In a steadfast move, the Bank of Canada has once again maintained its key interest rate at 5%, marking the sixth consecutive hold since July. This decision underscores the bank's cautious optimism, as it awaits more definitive signs of sustained inflation slowdown before contemplating rate reductions. Despite the persistent high inflation rates, there is a silver lining as core inflation indicators, which exclude volatile sectors like food and energy, have shown a downward trend recently.

The Bank of Canada acknowledges the positive direction but remains vigilant, seeking further evidence to ensure that the journey towards price stability is enduring. During a press conference, Bank of Canada Governor Tiff Macklem conveyed the anticipation surrounding the potential lowering of the policy interest rate. "We are on the right path, but we need to monitor these trends over a longer period to gain confidence that our progress towards price stability is stable," Macklem remarked, emphasizing the recent decline in core inflation as promising yet preliminary.

Inflation cooled to 2.8% in February, reflecting a deceleration across various sectors, including goods, food, clothing, and services. However, the high costs of rent and mortgage interest remain significant contributors to the overall inflationary pressure. The bank's projections indicate a gradual approach to its 2% inflation target, anticipated to be achieved in 2025, alongside expectations of robust GDP growth driven by population increase and higher household spending. As the bank deliberates on the duration of maintaining the current policy rate, the focus is on the durability of the recent easing in core inflation.

Since initiating a series of interest rate hikes in March 2022 to combat inflation, resulting in 10 adjustments in less than two years, the bank now contemplates the timing for a policy shift. Economist Royce Mendes of Desjardins Capital Markets interprets the bank's stance as a precursor to imminent rate cuts, potentially commencing in the upcoming June meeting. Mendes warns of the risks of a protracted high-rate environment, suggesting that the bank's strategy might avert a recession.

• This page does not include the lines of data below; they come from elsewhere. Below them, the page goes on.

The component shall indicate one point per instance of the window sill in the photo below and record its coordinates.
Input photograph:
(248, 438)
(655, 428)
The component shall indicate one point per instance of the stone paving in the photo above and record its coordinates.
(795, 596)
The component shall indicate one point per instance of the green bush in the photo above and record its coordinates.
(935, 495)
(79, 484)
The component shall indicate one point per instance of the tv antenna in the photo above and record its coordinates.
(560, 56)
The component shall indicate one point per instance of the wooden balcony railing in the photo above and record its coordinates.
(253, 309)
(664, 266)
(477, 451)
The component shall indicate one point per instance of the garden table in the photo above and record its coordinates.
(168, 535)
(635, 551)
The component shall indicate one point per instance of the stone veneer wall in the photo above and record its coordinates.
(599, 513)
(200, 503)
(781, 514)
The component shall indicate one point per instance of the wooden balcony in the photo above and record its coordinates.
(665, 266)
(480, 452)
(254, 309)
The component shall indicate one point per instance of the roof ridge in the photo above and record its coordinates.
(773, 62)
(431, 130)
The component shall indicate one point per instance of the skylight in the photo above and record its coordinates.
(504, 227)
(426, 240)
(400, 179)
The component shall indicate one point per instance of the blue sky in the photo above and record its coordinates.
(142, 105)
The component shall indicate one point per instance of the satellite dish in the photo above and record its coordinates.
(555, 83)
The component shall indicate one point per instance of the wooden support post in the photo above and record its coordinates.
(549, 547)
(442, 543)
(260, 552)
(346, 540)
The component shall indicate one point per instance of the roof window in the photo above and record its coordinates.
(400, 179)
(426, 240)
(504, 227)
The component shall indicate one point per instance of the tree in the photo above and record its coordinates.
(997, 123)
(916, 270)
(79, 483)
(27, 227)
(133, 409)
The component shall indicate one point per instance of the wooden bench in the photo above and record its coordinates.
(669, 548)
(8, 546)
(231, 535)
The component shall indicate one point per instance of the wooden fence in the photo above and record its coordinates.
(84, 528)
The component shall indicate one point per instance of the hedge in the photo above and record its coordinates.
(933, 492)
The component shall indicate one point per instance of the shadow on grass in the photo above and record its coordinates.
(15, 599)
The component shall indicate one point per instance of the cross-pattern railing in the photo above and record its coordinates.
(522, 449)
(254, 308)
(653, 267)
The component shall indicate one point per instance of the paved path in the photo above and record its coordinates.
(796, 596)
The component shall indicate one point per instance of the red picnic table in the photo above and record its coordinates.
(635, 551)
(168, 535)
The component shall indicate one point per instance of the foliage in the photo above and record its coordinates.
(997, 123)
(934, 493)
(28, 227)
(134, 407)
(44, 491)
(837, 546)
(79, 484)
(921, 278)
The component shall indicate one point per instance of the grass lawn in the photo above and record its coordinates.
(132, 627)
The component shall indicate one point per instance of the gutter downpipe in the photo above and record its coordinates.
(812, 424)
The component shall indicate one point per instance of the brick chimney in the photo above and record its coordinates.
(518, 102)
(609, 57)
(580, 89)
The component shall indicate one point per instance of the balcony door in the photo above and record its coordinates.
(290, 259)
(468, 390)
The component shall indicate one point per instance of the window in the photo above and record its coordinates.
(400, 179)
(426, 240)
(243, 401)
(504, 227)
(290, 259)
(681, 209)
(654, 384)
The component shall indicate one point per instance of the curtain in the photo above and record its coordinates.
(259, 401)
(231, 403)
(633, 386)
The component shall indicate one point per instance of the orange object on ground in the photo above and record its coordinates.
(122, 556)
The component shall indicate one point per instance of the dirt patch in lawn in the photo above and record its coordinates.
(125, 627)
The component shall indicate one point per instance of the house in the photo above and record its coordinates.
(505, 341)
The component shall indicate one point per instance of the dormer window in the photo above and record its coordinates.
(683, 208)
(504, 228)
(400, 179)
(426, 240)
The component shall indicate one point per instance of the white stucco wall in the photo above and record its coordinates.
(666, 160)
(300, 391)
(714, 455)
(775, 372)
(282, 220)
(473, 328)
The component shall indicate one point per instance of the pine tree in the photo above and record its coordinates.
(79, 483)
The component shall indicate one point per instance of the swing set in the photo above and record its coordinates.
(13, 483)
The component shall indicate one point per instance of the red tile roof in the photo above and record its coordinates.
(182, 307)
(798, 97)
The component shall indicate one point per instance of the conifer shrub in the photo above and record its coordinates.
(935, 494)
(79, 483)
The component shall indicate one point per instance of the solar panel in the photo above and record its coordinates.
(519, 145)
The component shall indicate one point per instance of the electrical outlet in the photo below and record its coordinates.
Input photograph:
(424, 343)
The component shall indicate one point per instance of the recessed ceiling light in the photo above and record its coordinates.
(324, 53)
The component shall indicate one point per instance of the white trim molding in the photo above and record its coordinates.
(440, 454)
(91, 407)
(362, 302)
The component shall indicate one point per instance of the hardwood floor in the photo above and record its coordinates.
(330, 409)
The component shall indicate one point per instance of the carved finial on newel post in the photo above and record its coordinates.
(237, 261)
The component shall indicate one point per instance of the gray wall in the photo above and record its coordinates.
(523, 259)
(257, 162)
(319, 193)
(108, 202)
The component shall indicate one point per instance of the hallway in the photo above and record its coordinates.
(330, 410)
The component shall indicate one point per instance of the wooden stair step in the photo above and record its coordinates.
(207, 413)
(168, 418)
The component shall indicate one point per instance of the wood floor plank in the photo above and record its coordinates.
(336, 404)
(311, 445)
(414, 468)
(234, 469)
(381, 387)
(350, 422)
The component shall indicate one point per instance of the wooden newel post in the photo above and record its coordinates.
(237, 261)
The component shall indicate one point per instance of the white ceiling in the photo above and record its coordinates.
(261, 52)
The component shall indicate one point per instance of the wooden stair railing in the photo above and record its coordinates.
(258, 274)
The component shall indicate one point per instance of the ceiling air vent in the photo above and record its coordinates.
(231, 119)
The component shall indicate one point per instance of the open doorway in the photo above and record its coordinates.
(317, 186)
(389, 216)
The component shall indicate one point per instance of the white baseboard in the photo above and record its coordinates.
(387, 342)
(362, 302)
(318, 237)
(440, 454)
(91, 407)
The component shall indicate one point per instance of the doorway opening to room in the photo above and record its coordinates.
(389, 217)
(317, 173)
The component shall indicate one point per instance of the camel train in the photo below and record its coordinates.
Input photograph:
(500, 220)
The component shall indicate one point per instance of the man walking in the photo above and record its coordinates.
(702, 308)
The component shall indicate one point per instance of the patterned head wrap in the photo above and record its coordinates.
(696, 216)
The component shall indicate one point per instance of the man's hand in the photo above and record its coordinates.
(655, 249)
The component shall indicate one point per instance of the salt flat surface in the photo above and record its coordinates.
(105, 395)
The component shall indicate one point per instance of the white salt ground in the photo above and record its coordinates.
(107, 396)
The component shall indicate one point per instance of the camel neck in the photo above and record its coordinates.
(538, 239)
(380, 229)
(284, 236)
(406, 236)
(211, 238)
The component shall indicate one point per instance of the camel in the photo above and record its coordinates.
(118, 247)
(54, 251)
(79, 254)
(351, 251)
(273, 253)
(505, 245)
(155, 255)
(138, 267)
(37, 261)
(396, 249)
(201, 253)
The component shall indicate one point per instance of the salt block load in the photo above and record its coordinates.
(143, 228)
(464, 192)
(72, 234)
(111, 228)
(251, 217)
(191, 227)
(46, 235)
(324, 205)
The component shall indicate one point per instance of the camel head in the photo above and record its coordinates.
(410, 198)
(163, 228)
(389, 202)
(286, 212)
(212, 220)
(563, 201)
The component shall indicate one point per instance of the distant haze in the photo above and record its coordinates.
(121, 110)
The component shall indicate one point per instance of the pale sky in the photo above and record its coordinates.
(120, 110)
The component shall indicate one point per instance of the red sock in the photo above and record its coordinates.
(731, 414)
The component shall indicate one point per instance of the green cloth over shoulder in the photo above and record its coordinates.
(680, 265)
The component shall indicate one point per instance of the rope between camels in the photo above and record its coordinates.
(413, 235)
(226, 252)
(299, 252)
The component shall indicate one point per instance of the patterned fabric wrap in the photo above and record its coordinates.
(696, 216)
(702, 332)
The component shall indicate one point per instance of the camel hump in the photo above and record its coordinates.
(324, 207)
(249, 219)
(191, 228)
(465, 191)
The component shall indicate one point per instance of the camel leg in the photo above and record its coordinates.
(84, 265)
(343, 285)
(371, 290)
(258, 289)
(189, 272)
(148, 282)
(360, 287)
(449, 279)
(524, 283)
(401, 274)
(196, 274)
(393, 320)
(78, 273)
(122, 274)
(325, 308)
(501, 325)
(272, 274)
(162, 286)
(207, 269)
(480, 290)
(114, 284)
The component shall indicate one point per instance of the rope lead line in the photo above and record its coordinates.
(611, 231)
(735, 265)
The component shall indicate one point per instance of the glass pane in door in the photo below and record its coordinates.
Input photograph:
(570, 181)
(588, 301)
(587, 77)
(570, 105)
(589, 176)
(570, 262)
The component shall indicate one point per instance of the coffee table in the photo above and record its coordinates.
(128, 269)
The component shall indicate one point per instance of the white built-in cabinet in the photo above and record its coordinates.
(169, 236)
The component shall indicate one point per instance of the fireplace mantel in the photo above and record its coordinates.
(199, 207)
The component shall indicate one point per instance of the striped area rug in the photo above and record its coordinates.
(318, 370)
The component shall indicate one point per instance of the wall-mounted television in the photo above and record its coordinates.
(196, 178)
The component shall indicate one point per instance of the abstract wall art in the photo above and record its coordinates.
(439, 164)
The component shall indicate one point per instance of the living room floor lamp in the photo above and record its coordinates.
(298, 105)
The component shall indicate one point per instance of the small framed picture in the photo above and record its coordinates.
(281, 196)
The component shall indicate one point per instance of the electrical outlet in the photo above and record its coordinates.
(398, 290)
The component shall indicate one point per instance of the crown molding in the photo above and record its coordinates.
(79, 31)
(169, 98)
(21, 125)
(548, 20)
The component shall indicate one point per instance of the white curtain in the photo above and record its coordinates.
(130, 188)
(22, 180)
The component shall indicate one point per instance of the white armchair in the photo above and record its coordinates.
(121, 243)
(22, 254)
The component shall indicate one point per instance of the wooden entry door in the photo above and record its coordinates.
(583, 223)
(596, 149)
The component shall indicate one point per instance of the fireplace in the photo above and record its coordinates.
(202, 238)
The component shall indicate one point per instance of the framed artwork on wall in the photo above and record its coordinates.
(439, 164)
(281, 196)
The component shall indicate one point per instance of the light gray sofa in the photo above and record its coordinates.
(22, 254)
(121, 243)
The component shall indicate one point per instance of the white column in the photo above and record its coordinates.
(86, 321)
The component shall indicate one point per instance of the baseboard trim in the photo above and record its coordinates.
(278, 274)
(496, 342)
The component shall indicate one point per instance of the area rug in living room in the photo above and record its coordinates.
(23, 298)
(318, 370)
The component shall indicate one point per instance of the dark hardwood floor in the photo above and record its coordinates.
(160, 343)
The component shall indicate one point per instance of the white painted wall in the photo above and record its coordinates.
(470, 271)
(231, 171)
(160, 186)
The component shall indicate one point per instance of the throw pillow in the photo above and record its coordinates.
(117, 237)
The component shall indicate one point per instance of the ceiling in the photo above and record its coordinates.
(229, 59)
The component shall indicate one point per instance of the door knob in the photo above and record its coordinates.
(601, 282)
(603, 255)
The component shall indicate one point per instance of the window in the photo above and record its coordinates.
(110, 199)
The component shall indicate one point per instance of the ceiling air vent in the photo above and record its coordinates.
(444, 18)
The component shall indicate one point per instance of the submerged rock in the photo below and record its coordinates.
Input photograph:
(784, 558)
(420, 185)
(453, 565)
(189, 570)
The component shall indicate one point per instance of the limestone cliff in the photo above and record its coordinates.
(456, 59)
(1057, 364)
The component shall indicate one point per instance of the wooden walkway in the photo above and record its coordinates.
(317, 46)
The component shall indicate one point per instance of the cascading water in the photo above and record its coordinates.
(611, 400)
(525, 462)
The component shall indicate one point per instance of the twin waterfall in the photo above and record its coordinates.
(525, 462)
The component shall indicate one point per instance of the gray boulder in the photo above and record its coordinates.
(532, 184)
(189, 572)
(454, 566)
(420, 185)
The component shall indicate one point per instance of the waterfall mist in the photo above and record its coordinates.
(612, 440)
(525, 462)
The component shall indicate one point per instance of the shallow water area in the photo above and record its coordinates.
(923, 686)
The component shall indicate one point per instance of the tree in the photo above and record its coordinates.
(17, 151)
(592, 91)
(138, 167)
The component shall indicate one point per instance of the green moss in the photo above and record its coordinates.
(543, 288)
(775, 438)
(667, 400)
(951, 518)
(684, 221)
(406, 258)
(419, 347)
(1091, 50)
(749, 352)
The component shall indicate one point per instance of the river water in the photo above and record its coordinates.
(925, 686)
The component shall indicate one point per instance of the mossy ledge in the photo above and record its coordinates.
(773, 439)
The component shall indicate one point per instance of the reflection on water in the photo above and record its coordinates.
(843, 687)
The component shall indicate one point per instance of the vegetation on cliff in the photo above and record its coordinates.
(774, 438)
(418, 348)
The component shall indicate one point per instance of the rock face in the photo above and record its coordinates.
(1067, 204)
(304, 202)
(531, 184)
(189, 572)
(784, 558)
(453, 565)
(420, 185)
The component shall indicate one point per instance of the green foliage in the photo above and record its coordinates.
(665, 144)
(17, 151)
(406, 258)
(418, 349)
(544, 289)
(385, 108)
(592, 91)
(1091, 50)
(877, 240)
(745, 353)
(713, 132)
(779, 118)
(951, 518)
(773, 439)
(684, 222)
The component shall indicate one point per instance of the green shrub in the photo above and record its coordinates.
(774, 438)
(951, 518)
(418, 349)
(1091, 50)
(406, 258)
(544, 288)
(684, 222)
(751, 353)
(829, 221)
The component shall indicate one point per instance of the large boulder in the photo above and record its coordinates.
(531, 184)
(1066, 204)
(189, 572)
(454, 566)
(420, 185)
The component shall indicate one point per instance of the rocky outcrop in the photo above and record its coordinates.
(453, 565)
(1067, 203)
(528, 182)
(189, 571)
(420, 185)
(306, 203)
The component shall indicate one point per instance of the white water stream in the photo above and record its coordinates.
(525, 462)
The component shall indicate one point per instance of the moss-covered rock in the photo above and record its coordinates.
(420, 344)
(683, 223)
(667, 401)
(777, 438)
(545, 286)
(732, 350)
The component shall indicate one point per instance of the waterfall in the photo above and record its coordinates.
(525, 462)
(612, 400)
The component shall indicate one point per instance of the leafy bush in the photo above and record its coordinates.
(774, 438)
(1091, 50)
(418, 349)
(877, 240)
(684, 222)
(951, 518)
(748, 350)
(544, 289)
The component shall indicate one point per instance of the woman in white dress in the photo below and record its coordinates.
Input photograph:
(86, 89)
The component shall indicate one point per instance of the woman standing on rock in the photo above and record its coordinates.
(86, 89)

He anticipates gradual rate reductions, signaling a positive outlook for the Canadian economy. Contrasting economic indicators between Canada and the United States indicate that the Bank of Canada may precede the U.S. Federal Reserve in reducing rates, especially given the recent uptick in U.S. inflation. Governor Macklem, however, downplays the immediate impact of U.S. inflation trends on Canada's monetary policy decisions, hinting that a rate cut in June remains a viable option.